In einer Umfrage unter 177 Investment- und Geschäftsbanken, Vermögensverwaltern und großen multinationalen Unternehmen aus der ganzen Welt gaben 23 Prozent der Befragten an, dass die Frist für die Abkehr von dem in Misskredit geratenen Londoner Interbanken Satz (Libor) verlängert wird. Die Hälfte der Befragten erwartet von den globalen Regulierungsbehörden eine gewisse Entlastung angesichts der Unsicherheit bezüglich des Übergangs, berichtet Bloomberg News.

Einführung alternativer Referenzzinssätze soll Schummeleien verhindern
Die offiziellen Stellen drängen die Finanzprofis, die Einführung alternativer Referenzzinssätze voranzutreiben. Andernfalls bestehe die Gefahr, dass sie zurückfallen, wenn die Banken nicht mehr die zur Berechnung der Benchmark herangezogenen Eingaben machen, an denen sich letztendlich mehr als 350 Billionen US-Dollar an Krediten und Derivaten orientieren. Während die Emissionen, die sich an potenziellen Ersatz-Benchmarks wie Sonia (Sterling Overnight Interbank Average Rate) und SOFR (Secured Overnight Financing Rate) orientieren, zunehmen, ist der Handel mit Terminkontrakten und damit verbundenen Swaps nach wie vor verhalten und die Unternehmen arbeiten immer noch an Alternativ-Formulierungen für längerfristige, an Libor gebundene Verträge.

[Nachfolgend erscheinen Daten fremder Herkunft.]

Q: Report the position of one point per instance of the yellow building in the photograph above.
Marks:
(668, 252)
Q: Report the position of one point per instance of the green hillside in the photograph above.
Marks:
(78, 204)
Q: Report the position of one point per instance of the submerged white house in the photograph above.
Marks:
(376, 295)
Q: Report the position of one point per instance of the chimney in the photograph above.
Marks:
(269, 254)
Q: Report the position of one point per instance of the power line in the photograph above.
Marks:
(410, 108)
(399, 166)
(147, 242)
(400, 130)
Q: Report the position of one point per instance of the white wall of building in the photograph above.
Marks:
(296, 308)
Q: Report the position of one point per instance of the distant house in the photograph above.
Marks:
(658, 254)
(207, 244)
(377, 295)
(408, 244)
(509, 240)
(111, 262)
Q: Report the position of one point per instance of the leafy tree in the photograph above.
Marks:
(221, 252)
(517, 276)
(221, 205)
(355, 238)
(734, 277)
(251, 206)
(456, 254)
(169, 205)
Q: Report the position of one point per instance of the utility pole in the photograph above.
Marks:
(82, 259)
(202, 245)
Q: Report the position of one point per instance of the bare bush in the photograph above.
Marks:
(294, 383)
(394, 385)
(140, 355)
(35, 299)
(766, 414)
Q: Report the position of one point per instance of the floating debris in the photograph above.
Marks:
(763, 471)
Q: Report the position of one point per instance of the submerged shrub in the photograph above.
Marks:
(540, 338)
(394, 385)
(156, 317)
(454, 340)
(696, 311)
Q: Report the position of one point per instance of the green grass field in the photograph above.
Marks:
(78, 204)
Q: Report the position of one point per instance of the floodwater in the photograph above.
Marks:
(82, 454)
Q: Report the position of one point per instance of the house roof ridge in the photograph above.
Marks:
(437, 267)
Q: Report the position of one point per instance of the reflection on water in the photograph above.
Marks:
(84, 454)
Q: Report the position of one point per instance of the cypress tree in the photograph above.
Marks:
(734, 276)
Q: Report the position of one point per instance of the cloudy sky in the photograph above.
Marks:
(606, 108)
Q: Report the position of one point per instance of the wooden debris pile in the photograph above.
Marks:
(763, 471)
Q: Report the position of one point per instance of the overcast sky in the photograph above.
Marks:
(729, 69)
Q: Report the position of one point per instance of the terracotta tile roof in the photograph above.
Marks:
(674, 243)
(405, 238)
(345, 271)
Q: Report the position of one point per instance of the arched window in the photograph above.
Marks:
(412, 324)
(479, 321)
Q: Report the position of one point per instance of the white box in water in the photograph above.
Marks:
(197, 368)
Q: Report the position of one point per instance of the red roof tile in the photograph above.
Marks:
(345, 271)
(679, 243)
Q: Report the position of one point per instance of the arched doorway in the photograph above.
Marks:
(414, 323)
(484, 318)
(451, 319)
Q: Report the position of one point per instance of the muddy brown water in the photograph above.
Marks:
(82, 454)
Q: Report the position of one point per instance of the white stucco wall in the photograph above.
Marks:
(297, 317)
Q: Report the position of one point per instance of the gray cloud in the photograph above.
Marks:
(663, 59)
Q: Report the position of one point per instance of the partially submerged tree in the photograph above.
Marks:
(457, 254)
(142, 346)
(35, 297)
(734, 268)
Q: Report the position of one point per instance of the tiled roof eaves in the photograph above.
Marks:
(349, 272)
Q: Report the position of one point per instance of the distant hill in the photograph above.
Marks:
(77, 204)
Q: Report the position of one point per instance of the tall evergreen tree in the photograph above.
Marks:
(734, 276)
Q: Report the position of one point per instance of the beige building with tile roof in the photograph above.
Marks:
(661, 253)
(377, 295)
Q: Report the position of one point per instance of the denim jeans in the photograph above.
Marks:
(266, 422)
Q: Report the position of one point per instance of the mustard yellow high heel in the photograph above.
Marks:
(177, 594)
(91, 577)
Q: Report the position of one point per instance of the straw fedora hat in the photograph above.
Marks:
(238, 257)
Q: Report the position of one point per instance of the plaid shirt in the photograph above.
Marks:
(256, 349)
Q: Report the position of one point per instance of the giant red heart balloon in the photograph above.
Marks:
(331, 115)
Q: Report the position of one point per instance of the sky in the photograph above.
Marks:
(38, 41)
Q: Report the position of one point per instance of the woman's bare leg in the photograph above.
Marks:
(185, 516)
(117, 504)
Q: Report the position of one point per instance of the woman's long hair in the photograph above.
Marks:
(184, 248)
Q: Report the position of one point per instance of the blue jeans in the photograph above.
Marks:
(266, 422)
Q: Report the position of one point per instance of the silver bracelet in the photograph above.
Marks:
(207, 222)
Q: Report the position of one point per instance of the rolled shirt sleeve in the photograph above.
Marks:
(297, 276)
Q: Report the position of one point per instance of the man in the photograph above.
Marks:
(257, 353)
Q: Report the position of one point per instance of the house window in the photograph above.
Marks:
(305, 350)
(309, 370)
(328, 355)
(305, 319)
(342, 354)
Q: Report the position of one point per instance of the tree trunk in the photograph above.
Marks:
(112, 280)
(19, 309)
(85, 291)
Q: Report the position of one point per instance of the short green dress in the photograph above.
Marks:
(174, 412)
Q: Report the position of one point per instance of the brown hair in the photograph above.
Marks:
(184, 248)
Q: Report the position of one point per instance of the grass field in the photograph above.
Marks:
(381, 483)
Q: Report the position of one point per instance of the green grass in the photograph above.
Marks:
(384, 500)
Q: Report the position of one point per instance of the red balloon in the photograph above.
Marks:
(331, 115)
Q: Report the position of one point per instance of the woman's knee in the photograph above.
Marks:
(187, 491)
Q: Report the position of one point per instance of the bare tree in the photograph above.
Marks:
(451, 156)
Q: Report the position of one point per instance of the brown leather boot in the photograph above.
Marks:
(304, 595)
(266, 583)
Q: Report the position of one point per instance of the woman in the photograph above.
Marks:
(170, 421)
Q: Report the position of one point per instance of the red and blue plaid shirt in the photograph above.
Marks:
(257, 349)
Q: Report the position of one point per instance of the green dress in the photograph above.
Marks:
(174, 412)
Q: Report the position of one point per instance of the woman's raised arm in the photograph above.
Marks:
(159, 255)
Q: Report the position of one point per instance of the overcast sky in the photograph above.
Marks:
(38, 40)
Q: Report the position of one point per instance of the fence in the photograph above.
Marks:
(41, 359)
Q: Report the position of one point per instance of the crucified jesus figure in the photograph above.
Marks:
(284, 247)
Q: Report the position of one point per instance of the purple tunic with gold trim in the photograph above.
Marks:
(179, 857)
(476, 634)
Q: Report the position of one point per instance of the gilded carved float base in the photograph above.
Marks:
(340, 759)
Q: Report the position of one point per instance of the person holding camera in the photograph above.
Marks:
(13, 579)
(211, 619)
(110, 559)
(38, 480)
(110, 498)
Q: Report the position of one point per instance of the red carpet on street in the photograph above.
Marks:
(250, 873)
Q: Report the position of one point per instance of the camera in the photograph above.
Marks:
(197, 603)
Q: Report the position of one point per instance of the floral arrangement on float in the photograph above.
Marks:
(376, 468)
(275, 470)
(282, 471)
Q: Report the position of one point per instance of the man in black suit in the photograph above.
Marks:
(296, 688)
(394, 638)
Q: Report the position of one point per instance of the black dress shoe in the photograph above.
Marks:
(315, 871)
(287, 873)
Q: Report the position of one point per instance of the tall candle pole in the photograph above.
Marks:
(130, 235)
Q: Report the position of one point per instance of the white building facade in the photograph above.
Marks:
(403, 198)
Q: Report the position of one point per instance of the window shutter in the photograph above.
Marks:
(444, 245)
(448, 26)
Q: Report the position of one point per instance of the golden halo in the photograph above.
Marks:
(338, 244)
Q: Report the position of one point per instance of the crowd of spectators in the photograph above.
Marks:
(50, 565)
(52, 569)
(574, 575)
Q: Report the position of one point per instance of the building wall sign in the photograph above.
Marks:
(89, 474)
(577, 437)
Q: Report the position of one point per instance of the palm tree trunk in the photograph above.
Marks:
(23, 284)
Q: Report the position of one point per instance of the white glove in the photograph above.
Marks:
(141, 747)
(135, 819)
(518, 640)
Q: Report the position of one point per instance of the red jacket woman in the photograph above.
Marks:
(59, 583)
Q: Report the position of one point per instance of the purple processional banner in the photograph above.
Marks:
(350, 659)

Regulatoren drängen auf raschere Änderungen
“Die Regulierungsbehörden drängen deshalb so sehr auf die konsequente Umsetzung Ende 2021, weil jeder das Risiko sieht, dass es zu Marktstörungen kommt, wenn sie es nicht tun”, sagte Samantha Regan, weltweite Leiterin der Gruppe für aufsichtsrechtliche Maßnahmen und Compliance-Transformation bei Accenture. “Das große Systemrisiko besteht darin, dass Teile der Branche wechseln und Teile nicht.”

Weitere wichtige Erkenntnisse aus der Umfrage
Während 84 Prozent der Befragten angaben, dass sie einen offiziellen Übergangsplan hätten, sagte nur etwa ein Drittel, dass ihre Pläne seit mehr als einem Jahr bestehen. Und nur 20 Prozent der Befragten erklärten, dass sie bereit seien, ihren Libor-Wechsel durchzuführen.
Rund 45 Prozent der Umfrageteilnehmer gaben an, dass sie “ausreichende Mittel” für ihren Libor-Übergang bereitgestellt haben oder bereitzustellen gedenken.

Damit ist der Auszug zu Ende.